Download Voices from the Rust Belt PDF Online Free

Author :
Publisher : Picador
ISBN 13 : 125016298X
Total Pages : 256 pages
Book Rating : 4.84/5 ( download)

DOWNLOAD NOW!


Book Synopsis Voices from the Rust Belt by : Anne Trubek

Download or read book Voices from the Rust Belt written by Anne Trubek and published by Picador. This book was released on 2018-04-03 with total page 256 pages. Available in PDF, EPUB and Kindle. Book excerpt: “Timely . . . [the collection] paints intimate portraits of neglected places that are often used as political talking points. A good companion piece to J. D. Vance’s Hillbilly Elegy.”—Booklist The essays in Voices from the Rust Belt "address segregated schools, rural childhoods, suburban ennui, lead poisoning, opiate addiction, and job loss. They reflect upon happy childhoods, successful community ventures, warm refuges for outsiders, and hidden oases of natural beauty. But mainly they are stories drawn from uniquely personal experiences: A girl has her bike stolen. A social worker in Pittsburgh makes calls on clients. A journalist from Buffalo moves away, and misses home.... A father gives his daughter a bath in the lead-contaminated water of Flint, Michigan" (from the introduction). Where is America's Rust Belt? It's not quite a geographic region but a linguistic one, first introduced as a concept in 1984 by Walter Mondale. In the modern vernacular, it's closely associated with the "Post-Industrial Midwest," and includes Michigan, Ohio, and Pennsylvania, as well as parts of Illinois, Wisconsin, and New York. The region reflects the country's manufacturing center, which, over the past forty years, has been in decline. In the 2016 election, the Rust Belt's economic woes became a political talking point, and helped pave the way for a Donald Trump victory.

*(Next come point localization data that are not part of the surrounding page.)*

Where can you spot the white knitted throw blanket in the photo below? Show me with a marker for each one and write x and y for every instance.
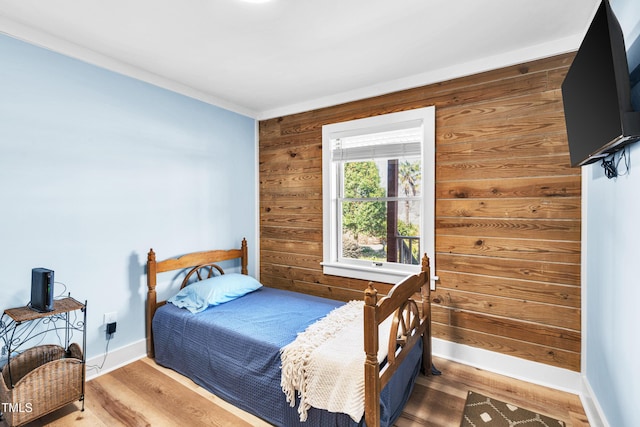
(325, 363)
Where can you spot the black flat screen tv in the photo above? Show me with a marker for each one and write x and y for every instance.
(596, 93)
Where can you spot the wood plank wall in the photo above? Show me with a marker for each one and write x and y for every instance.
(507, 209)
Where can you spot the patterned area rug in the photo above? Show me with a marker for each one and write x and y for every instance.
(486, 411)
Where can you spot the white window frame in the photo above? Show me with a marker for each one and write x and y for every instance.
(380, 271)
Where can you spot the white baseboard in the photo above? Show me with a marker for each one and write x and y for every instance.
(514, 367)
(592, 408)
(116, 358)
(525, 370)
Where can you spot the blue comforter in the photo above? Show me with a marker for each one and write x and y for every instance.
(233, 350)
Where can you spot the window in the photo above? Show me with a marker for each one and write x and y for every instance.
(378, 193)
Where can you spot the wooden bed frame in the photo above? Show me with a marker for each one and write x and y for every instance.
(408, 301)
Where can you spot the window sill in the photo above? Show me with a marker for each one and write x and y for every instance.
(375, 274)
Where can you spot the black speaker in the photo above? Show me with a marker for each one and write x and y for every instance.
(42, 289)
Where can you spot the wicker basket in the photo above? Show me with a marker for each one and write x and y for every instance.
(45, 378)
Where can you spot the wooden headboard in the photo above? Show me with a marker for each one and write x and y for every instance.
(186, 261)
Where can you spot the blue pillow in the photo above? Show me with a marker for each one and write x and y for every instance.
(214, 291)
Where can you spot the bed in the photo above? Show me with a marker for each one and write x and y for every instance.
(235, 349)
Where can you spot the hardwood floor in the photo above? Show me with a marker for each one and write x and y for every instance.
(145, 394)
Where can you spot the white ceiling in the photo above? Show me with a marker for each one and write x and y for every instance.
(287, 56)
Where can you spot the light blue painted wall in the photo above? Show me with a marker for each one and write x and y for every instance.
(612, 282)
(96, 168)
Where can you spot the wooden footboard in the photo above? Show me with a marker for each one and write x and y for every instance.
(408, 303)
(411, 323)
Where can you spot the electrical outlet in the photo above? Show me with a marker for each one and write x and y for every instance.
(111, 328)
(111, 317)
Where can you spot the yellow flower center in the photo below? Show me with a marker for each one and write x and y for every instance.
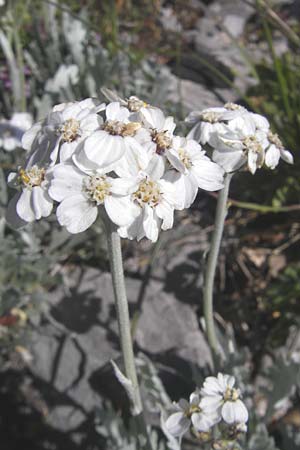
(116, 128)
(274, 139)
(31, 177)
(162, 141)
(148, 192)
(209, 116)
(192, 410)
(231, 395)
(252, 144)
(70, 130)
(184, 158)
(97, 188)
(134, 104)
(232, 106)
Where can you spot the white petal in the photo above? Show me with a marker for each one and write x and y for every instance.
(175, 161)
(209, 175)
(90, 123)
(67, 149)
(76, 213)
(124, 186)
(104, 149)
(252, 161)
(286, 156)
(150, 223)
(177, 424)
(169, 124)
(234, 412)
(67, 181)
(41, 203)
(272, 157)
(30, 135)
(12, 216)
(121, 210)
(156, 167)
(165, 212)
(230, 161)
(153, 117)
(211, 403)
(260, 122)
(195, 133)
(24, 206)
(195, 398)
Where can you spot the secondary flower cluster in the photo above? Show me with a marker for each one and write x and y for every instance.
(239, 138)
(123, 157)
(217, 401)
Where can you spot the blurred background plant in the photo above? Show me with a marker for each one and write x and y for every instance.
(53, 52)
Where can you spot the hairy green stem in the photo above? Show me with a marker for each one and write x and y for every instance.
(116, 265)
(211, 266)
(117, 272)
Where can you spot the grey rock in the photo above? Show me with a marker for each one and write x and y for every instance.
(168, 324)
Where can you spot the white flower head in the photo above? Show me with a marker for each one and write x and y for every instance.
(193, 170)
(114, 141)
(65, 127)
(214, 120)
(190, 414)
(276, 151)
(242, 144)
(157, 136)
(220, 396)
(153, 201)
(11, 131)
(81, 194)
(32, 202)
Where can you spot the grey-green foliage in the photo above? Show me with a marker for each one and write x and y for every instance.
(261, 440)
(71, 63)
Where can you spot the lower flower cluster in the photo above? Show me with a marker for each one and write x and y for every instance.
(217, 402)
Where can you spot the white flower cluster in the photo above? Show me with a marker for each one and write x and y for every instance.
(239, 138)
(217, 401)
(123, 157)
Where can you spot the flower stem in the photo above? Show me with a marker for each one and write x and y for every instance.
(116, 264)
(117, 272)
(210, 272)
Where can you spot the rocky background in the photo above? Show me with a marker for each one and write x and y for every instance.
(56, 381)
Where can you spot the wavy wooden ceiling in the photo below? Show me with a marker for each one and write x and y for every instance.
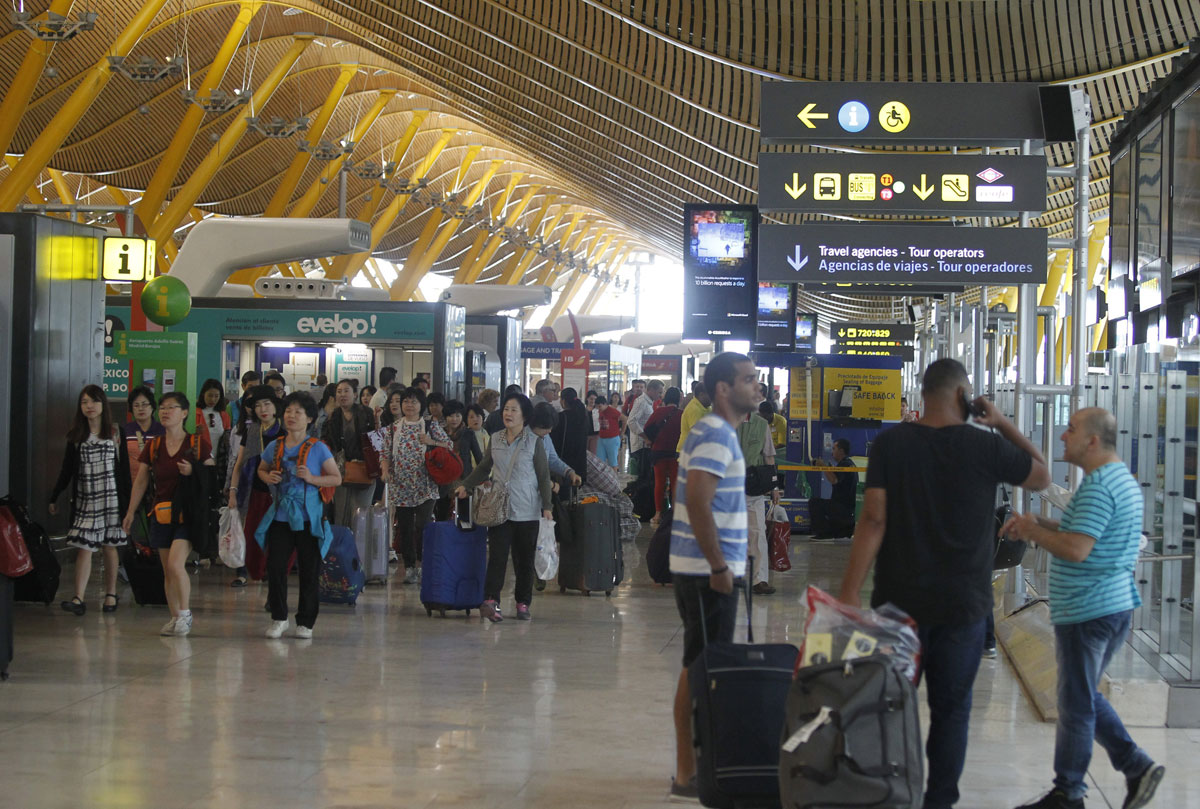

But the region is neither monolithic nor easily understood. The truth is much more nuanced. Voices from the Rust Belt pulls together a distinct variety of voices from people who call the region home. Voices that emerge from familiar Rust Belt cities—Detroit, Cleveland, Flint, and Buffalo, among other places—and observe, with grace and sensitivity, the changing economic and cultural realities for generations of Americans.